Today’s version is extra special because I’m using sweet potatoes and (drum roll please) this magical dish is cooked on a sheet pan in the oven. Hello Sheet Pan Sweet Potato Hash & Eggs.
Someone catch me, I’m swooning.
The big bonus to preparing your hash this way is that your potatoes and your eggs will be finished at the same time. When I prepare hash and eggs on the stove I typically use two skillets, one for my potatoes and one for the eggs. If I’m trying to avoid dirty dishes (story of my life) then I use one skillet. This means I have to plate the finished potatoes before I start making the eggs which leaves my potatoes cold by the time I eat.
By preparing this gloriousness on a sheet pan everything can be served nice and hot while still using only one dish.
When it’s all finished baking add your favorite fresh herb. I’ve used basil, cilantro and parsley on different occasions. All work beautifully.
To answer the question I’m 100% going to be asked, YES you can add meat to the sheet pan. If you’re looking for some extra protein I recommend chopping up a little chicken sausage and baking it with your potatoes. It won’t need to cook as long so let your potatoes cook for ten minutes before adding the chicken sausage.
I typically serve this alone (it’s a lot of food). If you want a little more but still want to keep it light, pair this with fresh fruit or a simple salad of arugula, pine nuts, tomatoes, salt, pepper, and a squeeze of lemon juice.
Made this and loved it? If you share a photo of your finished dish on Instagram tag me so I can check it out!
Sheet Pan Sweet Potato Hash & EggsPrint Recipe Pin Recipe
- 2 large sweet potatoes
- 1/2 tbsp cooking fat of choice I prefer coconut oil or olive oil.
- 1/2 large white or yellow onion
- 4 eggs
- fresh herbs chopped
- Preheat oven to 400 degrees.
- Dice sweet potatoes into 1 inch cubes.
- Dice onion.
- Spread onion and sweet potato into a single layer on baking sheet. (I use a 9 x 13 baking sheet for this recipe.)
- Add your cooking fat of choice (olive oil or coconut oil both work great).
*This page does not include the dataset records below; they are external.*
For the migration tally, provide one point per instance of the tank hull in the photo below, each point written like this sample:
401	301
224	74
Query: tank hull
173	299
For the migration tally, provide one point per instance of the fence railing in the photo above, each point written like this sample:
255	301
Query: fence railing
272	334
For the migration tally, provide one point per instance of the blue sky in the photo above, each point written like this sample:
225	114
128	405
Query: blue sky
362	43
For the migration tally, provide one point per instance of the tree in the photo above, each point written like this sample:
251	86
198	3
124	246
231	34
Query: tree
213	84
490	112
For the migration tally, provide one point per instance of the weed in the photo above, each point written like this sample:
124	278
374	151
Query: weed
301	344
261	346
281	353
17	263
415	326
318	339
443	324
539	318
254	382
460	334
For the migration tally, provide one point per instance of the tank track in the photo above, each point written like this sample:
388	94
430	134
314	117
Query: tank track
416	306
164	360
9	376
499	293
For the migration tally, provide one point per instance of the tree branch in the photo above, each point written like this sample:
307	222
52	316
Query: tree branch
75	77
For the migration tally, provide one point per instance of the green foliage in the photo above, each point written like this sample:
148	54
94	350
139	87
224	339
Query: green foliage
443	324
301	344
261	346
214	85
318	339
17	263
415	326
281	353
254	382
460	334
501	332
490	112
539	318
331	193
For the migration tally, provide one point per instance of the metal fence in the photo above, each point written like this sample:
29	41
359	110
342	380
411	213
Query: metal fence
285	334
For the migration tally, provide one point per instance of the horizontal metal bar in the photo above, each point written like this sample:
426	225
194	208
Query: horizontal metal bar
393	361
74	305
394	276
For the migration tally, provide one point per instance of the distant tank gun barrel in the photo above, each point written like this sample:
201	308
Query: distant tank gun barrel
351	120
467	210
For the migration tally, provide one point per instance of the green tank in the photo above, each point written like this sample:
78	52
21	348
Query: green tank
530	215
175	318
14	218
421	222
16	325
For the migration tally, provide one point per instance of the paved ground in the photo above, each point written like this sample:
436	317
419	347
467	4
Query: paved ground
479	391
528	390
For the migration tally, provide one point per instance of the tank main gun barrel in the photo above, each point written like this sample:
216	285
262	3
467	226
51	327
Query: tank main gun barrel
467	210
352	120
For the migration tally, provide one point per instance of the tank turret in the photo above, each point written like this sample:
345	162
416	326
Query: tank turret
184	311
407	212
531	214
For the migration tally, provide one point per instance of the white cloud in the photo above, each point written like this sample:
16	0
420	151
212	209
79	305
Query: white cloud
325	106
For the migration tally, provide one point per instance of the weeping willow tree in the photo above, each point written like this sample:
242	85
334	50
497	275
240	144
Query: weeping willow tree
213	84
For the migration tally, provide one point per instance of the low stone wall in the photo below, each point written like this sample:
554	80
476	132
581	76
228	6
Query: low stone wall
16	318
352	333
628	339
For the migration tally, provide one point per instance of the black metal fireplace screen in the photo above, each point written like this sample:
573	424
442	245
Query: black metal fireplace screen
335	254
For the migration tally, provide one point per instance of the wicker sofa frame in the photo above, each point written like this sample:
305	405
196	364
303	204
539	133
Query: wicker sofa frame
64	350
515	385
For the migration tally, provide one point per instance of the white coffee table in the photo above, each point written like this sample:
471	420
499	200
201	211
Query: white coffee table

Give it all a quick stir.
- Bake for 10 minutes. Remove from oven and stir.
- Bake for another 10 minutes. Remove from oven and stir.
- Use your spatula to create four little spaces for your eggs. Crack one egg into each hole. Sprinkle salt on eggs. Bake for 6 to 10 minutes or until eggs are how you like them. (I land close to 9 minutes with my oven for a runny yolk but firm whites.)
- Remove from oven and sprinkle fresh herbs on top. (Basil, cilantro, or parsley all work great.) Serve immediately.
Nutritional information is based on two servings (two eggs and half the potato hash). If you're serving this dish with something else and prefer a smaller serving size you can easily divide this into four.